Previous animal and human studies have demonstrated that those with diabetes are more prone to oral infections and tooth loss, and they have higher rates of caries.

The mechanical properties of natural teeth are important. Teeth, after all, perform many daily functions, including incision, laceration, and grinding of food. Any alterations in the hard tissues of teeth, including the enamel and dentine, may lead to severe consequences for individuals.

To study the effect of diabetes on the microhardness of enamel and dentine, researchers used streptozotocin to induce type 1 diabetes mellitus in mice. By using streptozotocin in mice, researchers hypothesized that the model could simulate influences that are induced as a result of type 1 diabetes.
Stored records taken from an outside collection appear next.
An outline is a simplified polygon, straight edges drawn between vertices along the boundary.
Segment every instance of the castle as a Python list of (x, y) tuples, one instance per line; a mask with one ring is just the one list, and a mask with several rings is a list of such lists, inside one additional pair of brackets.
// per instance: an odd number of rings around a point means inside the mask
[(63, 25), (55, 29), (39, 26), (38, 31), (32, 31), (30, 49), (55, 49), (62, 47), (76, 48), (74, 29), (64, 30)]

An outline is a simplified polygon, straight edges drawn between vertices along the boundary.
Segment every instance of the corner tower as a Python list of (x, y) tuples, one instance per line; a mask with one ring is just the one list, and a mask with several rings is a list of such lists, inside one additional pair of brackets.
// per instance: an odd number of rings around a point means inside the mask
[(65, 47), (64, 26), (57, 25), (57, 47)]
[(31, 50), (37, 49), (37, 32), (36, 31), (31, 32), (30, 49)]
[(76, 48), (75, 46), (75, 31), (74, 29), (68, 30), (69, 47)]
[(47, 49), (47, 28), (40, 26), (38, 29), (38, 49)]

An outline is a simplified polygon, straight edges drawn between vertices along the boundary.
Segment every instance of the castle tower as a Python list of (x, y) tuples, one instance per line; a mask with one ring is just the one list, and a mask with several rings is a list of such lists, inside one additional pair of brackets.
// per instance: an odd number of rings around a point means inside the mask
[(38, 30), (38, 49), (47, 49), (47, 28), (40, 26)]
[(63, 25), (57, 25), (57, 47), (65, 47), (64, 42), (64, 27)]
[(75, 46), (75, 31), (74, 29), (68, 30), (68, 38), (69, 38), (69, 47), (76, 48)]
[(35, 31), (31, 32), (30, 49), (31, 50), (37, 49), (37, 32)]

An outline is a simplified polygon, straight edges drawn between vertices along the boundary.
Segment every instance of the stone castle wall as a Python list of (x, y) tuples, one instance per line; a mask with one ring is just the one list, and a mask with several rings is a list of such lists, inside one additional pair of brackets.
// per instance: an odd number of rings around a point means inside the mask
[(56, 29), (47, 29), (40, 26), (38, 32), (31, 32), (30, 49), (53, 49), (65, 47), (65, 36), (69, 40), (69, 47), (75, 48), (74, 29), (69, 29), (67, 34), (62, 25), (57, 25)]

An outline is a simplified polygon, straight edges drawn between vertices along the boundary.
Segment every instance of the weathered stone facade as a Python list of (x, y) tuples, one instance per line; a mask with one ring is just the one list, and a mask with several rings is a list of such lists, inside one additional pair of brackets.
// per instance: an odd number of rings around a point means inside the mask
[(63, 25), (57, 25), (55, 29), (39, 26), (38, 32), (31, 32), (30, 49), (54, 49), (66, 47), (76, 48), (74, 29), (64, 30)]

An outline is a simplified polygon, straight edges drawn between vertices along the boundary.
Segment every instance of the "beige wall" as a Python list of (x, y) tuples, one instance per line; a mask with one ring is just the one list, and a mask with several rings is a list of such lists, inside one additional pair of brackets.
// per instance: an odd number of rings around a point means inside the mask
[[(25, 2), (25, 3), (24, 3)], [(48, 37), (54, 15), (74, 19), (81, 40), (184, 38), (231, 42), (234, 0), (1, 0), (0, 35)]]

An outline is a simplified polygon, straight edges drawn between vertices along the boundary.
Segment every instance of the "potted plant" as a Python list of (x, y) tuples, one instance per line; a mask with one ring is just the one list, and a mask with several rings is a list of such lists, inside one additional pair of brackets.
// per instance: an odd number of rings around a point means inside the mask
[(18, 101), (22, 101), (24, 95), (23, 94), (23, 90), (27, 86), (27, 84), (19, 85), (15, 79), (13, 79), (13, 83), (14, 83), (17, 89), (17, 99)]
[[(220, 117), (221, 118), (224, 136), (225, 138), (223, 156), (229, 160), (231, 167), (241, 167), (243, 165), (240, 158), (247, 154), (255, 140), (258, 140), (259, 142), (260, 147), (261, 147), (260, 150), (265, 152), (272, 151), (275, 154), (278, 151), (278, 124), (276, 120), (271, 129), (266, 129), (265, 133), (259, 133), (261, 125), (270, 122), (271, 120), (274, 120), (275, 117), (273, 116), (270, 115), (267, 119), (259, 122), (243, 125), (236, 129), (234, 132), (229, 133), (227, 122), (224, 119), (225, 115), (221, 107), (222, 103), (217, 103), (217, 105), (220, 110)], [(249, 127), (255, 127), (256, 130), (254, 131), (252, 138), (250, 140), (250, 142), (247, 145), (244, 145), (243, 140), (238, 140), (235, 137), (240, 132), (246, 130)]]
Diabetic mice experienced a significant decrease in the microhardness of enamel after 12 weeks of streptozotocin-induced diabetes and a decrease in the microhardness of dentine after 28 weeks. The findings suggest that type 1 diabetes affects the microhardness of enamel much more rapidly and severely than the microhardness of dentine.
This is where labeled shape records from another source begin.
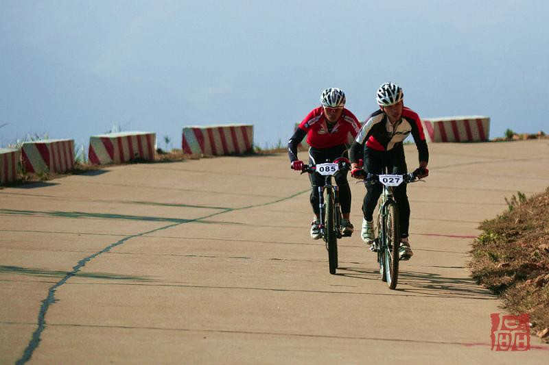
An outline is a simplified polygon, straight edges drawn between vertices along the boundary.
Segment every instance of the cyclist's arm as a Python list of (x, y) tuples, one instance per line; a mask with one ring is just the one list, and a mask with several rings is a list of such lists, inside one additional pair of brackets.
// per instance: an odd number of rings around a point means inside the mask
[(358, 166), (358, 160), (364, 158), (364, 144), (372, 133), (372, 127), (374, 125), (372, 116), (375, 114), (373, 113), (368, 117), (351, 145), (349, 150), (351, 168), (356, 168)]
[(356, 168), (358, 166), (358, 160), (362, 158), (364, 145), (359, 142), (357, 140), (353, 141), (351, 148), (349, 149), (349, 157), (351, 160), (351, 168)]
[(301, 128), (297, 128), (294, 135), (290, 138), (288, 142), (288, 155), (290, 162), (299, 160), (297, 158), (297, 146), (303, 140), (305, 136), (307, 136), (306, 131)]
[(429, 162), (429, 149), (427, 147), (427, 141), (423, 133), (423, 127), (419, 119), (419, 116), (414, 112), (410, 111), (408, 116), (408, 121), (412, 126), (412, 136), (416, 143), (419, 158), (419, 167), (425, 168)]

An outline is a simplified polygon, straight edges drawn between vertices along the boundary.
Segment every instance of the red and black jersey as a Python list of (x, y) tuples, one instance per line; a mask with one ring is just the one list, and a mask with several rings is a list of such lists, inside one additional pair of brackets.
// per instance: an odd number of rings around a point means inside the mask
[(351, 161), (354, 162), (358, 160), (355, 156), (362, 155), (364, 147), (375, 151), (390, 151), (394, 147), (401, 145), (410, 134), (414, 138), (419, 153), (419, 160), (428, 161), (429, 151), (423, 127), (417, 113), (404, 107), (402, 118), (393, 125), (383, 110), (377, 110), (368, 117), (353, 142), (351, 149)]
[(329, 126), (322, 106), (313, 109), (303, 119), (288, 142), (288, 155), (291, 161), (297, 160), (297, 146), (307, 136), (307, 143), (313, 148), (325, 149), (345, 144), (349, 134), (354, 138), (360, 130), (360, 123), (347, 109), (343, 108), (341, 117)]

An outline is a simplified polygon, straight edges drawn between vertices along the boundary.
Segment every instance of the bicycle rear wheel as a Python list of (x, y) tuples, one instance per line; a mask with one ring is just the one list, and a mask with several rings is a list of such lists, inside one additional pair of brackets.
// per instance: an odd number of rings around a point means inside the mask
[(335, 274), (338, 267), (338, 238), (336, 236), (336, 212), (334, 191), (326, 189), (326, 243), (328, 246), (328, 261), (330, 274)]
[(399, 277), (399, 244), (400, 244), (399, 212), (394, 201), (388, 202), (386, 209), (385, 242), (383, 245), (386, 279), (389, 289), (395, 289)]

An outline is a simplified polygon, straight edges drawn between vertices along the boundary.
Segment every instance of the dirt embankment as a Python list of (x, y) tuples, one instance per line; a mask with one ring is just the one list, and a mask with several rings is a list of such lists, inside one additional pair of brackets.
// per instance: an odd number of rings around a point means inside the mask
[(471, 268), (512, 313), (528, 313), (533, 333), (549, 343), (549, 188), (506, 199), (506, 212), (483, 222)]

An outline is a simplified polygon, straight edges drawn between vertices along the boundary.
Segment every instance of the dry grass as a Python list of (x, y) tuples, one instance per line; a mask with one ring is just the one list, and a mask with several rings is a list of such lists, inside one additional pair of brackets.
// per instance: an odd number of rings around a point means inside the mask
[(512, 313), (528, 313), (533, 333), (549, 342), (549, 188), (483, 222), (470, 266), (479, 284), (500, 296)]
The researchers attributed the observed changes to the adverse influence of type 1 diabetes on metabolic functions of the ameloblasts and odontoblasts. Other explanations as to why diabetes has such drastic negative effects on enamel and dentine include the following:

  • A decrease in the thickness of enamel and dentine
  • Changes in the amount of mineral ions that accelerate the remineralization of the dentine matrix
  • An inhibitory effect of hyperglycemia on the mineralization of enamel and dentine
  • A reduction in the amount of calcium and phosphorus in tooth enamel
  • An alteration in the enamel prism's orientation and arrangement, which may influence the effector molecules, like enamel proteins
  • Interference caused by hyperglycemia with the maturation and mineralization of the collagen matrix during the formation of dentine

"Diabetes induces negative changes in the chemical composition and mechanical properties of enamel and dentine in a rat model," wrote the study authors, led by Dr. Mohammad Ali Saghiri of the Rutgers School of Dental Medicine in New Jersey (Arch Oral Biol, July 2022, Vol.139, 105434).